Reflecting on all the aforementioned conditions that PRP Prolotherapy serves, anecdotal evidence suggests that the procedure emerges as an unparalleled low-risk, natural and highly-effective nonsurgical solution that triggers the body’s own healing capacity.
DISCUSSION
The United States Bone and Joint Decade has successfully spotlighted musculoskeletal injuries, which, despite being more prevalent than conditions like heart disease, cancer and respiratory problems, still fail to receive the same attention on account of associated death rarity. Nevertheless, awareness of the growing burden of related disorders on society has been raised, focusing close attention on injuries like sprains and strains commonly incurred during sudden movement or excessive use (16.3 million injuries in 2004); fractures (15.3 million); open wounds, cuts and punctures (10.3 million); and contusions and bruises (8.4 million). In 2005, 107.7 million adults, one in two aged 18 and over, reported suffering from a musculoskeletal condition lasting three months or longer during the past year. According to the Burden of Musculoskeletal Disease in the United States, “this is nearly twice the number who reported any other medical condition.
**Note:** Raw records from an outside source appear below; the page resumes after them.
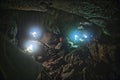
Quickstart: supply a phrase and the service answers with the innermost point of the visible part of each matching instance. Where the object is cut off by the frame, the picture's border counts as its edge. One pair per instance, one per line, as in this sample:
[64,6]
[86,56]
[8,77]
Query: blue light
[76,37]
[31,46]
[35,32]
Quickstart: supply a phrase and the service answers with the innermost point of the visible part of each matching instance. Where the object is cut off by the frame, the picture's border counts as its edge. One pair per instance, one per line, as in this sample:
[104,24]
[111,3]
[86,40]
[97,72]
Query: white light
[76,36]
[85,36]
[34,34]
[30,48]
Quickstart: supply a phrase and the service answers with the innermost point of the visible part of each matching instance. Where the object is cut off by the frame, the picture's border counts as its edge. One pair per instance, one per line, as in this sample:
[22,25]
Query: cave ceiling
[96,11]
In addition, nearly 15 million adults reported they were unable to perform at least one common activity, such as self-care, walking, or rising from a chair, on a regular basis due to their musculoskeletal condition.”100
The conveniently obtainable PRP and the strikingly straightforward, simple to perform Prolotherapy injection procedure holds promise to harness the body’s natural healing power by effectively supercharging one’s own capacity for tissue regeneration. So while conventional treatments for soft tissue injury like NSAIDs and steroid injections seek to decrease painful symptoms by reducing inflammation, PRPP embraces this process and in turn initiates growth of new tissue and collagen, ultimately correcting injury as opposed to symptoms. This method of treatment repeatedly demonstrates successful outcomes for a variety of conditions. PRPP may come to be considered a logical first step of treatment prior to, or possibly instead of, surgical intervention for some injuries. This treatment is important to alleviate pain and disability particularly at a time when the current trend estimates 61 million persons at risk of musculoskeletal disease by 2020.101 Approximately 1 in 10 injuries ensues during sports activities, and another one in 10 in automobile or pedestrian accidents.102So whether a person is a working professional determined to promptly resume work, a weekend warrior eager to get back in the game, or simply long to recommence daily activities, PRPP offers new hope for natural healing. “It’s a better option for problems that don’t have a great solution—it’s nonsurgical and uses the body’s own cells to help it heal,” says Dr. Allan Mishra, an assistant professor of orthopedics at Stanford University Medical Center and one of the primary researchers in the field. “I think it’s fair to say that PRP has the potential to revolutionize not just sports medicine but all of orthopedics. It needs a lot more study, but we are obligated to pursue this.” Scores of studies are currently underway to elucidate questions that still remain unanswered regarding long-term stability of this procedure and the possible modifications that can still be done to achieve even better results.